Plus edition for XP contains a few minuses

11/22/2001

PLUS FOR WINDOWS XP

Maker: Microsoft Corp.

Rating: 1 star

System requirements: 500 MHz, 128MB RAM, 300MB hard disk space

Suggested price: $39.95

At this price, a user should expect more from Plus for Windows XP than a collection of forgettable add-ons – trite desktop themes, lame three-dimensional screen savers, lackluster games, and audio enhancements of dubious quality.

For what Microsoft is charging for the new XP operating system ($99 for the Home upgrade; $199 for the full version), this software package should have been thrown in for free.

But Microsoft has made a ton of cash with its Plus editions for Windows 95 and 98, both of which introduced inspired programming.
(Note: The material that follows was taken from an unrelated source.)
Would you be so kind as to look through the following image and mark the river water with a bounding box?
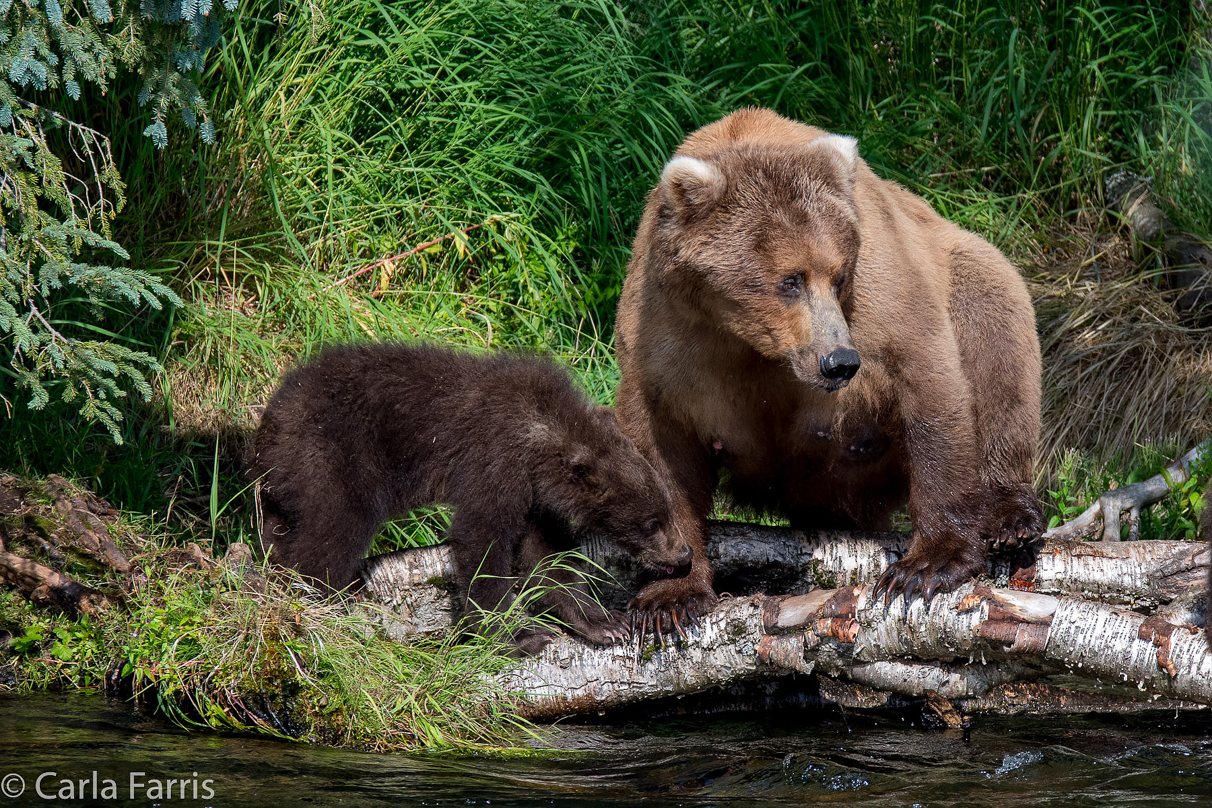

VirusScan in Plus 98, for example, was a useful feature. This package dupes consumers into thinking they're getting more of the same, but they're not.

The system requirements seem designed to force users to upgrade hardware, even if their 2-year-old PCs are stout enough to run the XP operating system.

Longtime Windows users have seen the available desktop themes – Nature, Space and Leonardo da Vinci – before. The only new one is Aquarium, an underwater motif. In fact, better stuff is available on the Net at little or no cost.

MyPictures is the best of the new screen savers, but it's nothing outstanding. It simply trolls through the My Pictures directory to display saved photographs in a slide show.

In the games category, you get a reasonably entertaining contest called HyperBowl. The two others, Russian Squares and Labyrinth, are yawners.

The package also includes Windows Media Player skins and a converter to make MP3 files into the Windows Media Audio format, which saves space in storage but does little more. It also includes programming that allows users with microphones to control their media player by voice. If you like shouting at your computer, you'll love that one.